Diminishing Returns to Prestige. Donations can provide value by conferring prestige, not just by transferring money, and prestige can have sharply diminishing returns to amount donated. e.g., Giving to your alma mater, whether it’s $10 or $10,000, lets them say that a higher percentage of alumni are donors. One might hope that this prestige benefit (with diminishing returns) would apply to many of the grants from a Cause Agnostic Foundation, and that it will be well-regarded enough to bring other people’s attention to the causes & organizations that it supports.

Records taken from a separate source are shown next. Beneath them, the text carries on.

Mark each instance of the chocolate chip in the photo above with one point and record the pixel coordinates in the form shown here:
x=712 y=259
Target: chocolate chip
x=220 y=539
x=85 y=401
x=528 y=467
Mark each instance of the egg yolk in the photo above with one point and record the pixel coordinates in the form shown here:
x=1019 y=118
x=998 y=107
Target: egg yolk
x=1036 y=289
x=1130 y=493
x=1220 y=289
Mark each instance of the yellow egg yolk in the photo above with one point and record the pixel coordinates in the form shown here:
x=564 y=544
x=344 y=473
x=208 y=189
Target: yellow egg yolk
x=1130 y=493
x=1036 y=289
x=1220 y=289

Ability to Pivot. If a foundation focuses on just one or two cause areas (and hires people to work on those cause areas, publicizes its reasons for supporting those cause areas, builds connections with other organizations in those cause areas, etc.) that can make it hard for it to keep an open mind about cause areas and potentially pivot to a different cause area which starts looking more promising a few years later.

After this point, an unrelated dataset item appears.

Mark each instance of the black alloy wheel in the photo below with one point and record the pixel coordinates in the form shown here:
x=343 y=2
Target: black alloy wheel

Learning. We can learn more if we pursue several different cause areas than if we just focus on one or two. This can include things like: getting better at cause prioritization by doing it a lot, getting better at evaluating organizations by dealing with some organizations that are in cause areas where progress is relatively easy to track, and learning how to interact with governments in the context of criminal justice reform and then being better able to pursue projects involving government in other cause areas.
Hits. A foundation which practices hits-based-giving can tolerate a lot of risk, but they may need to have at least some visible hits over the years in order to remain institutionally strong. Diversifying across cause areas can help that happen.

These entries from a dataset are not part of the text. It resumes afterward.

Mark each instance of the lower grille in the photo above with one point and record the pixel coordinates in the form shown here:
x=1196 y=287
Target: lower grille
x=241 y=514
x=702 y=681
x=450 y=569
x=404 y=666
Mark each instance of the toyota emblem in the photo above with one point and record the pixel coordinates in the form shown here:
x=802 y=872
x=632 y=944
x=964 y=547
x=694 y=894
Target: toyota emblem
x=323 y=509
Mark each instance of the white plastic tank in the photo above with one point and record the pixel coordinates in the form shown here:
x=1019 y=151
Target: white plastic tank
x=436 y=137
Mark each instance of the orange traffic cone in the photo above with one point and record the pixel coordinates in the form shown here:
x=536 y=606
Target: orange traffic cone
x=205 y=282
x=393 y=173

My sense is that this is an incomplete list; there are other arguments like these.
It’s worth noting that many of these lines of reasoning are specific to a foundation like Open Phil, and would not apply to a single wealthy donor looking to donate his or her own money.
A few of these reasons do suggest that it might be useful to make grants in a cause area to stay open to it/keep actively researching it/keep potential grantees aware that you’re funding it. This would suggest that it’s worthwhile to spend relatively small amounts of money on less promising cause areas, but maintain spending to keep momentum.
This does have downsides:
It costs money. If you can afford to spend $200 million/year, and you want to spend $5 million/year on each suboptimal cause area, that would easily eat up a quarter to a half of your budget.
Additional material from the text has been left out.